A regra muda. Quem tem cadastro frágil sofre. A reforma tributária pode até parecer “tema do contador”, mas 2026 coloca esse assunto direto no colo da operação: a loja vai precisar emitir documentos fiscais eletrônicos com destaque de CBS e IBS, seguindo regras e leiautes definidos em Notas Técnicas.
E aí vem o ponto que quase ninguém está falando com clareza: o risco real não é a alíquota é a qualidade do seu cadastro de produto. Porque, quando o cadastro está errado (classificação, parâmetros, regras internas), o erro não aparece “na hora da venda”. Ele aparece no fechamento: rejeições, inconsistências, retrabalho, atraso de conciliação e estresse com o fiscal/financeiro.

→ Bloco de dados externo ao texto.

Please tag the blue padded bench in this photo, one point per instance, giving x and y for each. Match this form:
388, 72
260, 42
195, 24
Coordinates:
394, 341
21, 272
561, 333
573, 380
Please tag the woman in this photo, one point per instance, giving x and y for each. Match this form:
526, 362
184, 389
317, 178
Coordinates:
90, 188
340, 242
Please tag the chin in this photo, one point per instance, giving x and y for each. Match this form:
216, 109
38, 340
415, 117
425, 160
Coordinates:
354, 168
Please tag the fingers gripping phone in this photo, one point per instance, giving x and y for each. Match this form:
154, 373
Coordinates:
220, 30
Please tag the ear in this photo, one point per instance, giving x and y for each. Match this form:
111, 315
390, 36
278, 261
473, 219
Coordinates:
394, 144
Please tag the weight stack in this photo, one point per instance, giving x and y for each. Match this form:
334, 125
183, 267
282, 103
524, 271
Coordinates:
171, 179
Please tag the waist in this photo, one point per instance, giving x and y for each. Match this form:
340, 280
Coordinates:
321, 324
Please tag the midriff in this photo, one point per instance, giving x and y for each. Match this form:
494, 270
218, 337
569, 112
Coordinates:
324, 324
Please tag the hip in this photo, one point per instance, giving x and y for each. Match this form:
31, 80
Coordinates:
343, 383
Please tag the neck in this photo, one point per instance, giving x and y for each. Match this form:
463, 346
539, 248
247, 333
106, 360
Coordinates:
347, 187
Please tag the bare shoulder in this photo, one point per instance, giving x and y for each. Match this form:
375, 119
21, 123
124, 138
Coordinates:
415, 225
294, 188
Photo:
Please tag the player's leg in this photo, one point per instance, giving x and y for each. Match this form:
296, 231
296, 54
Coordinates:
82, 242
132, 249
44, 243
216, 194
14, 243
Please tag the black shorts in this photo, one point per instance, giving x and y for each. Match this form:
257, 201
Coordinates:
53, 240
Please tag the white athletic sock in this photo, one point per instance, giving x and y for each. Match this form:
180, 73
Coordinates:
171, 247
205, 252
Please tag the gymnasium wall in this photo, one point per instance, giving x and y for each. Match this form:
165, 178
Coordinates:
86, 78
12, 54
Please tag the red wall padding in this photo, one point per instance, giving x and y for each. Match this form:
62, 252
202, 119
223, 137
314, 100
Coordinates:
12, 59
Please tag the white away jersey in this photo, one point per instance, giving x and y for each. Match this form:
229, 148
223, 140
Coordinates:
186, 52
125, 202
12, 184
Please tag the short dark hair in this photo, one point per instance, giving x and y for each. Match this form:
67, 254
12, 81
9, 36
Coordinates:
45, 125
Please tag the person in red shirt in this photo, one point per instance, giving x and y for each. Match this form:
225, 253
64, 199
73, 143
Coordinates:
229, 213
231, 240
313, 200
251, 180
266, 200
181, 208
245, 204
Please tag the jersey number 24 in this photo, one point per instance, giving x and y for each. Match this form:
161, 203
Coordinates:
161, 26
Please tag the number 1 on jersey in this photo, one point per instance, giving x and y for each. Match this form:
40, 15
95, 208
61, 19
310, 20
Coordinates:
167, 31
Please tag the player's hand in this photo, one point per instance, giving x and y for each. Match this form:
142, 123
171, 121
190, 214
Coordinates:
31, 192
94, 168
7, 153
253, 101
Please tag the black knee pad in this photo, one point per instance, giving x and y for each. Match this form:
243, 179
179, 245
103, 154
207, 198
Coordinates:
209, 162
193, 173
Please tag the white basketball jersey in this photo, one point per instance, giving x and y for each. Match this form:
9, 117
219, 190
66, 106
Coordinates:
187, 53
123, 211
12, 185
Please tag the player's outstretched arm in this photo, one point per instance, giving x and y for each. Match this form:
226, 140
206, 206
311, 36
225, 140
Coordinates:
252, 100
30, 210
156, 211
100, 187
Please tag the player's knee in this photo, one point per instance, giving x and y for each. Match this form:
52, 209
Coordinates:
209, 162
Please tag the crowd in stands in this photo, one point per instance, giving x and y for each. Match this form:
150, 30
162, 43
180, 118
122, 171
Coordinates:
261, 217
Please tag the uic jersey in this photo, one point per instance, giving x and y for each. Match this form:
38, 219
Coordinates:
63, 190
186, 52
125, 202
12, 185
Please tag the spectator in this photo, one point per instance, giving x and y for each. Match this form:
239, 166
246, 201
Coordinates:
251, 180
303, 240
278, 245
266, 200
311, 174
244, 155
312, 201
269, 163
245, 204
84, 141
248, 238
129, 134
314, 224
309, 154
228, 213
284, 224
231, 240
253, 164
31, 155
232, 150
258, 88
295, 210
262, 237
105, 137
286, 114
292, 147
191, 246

Tese do artigo: na transição da reforma, “conformidade” começa em cadastro + padronização. E ERP não é luxo é a forma mais barata de reduzir erros e prever o fechamento.
O que muda na prática a partir de 2026 (e por que isso cai no colo da operação)
1) Destaque de CBS e IBS em documentos fiscais eletrônicos
A partir de 1º de janeiro de 2026, as orientações oficiais indicam a obrigatoriedade de emitir documentos fiscais eletrônicos com destaque da CBS e do IBS, individualizados por operação, conforme Notas Técnicas específicas.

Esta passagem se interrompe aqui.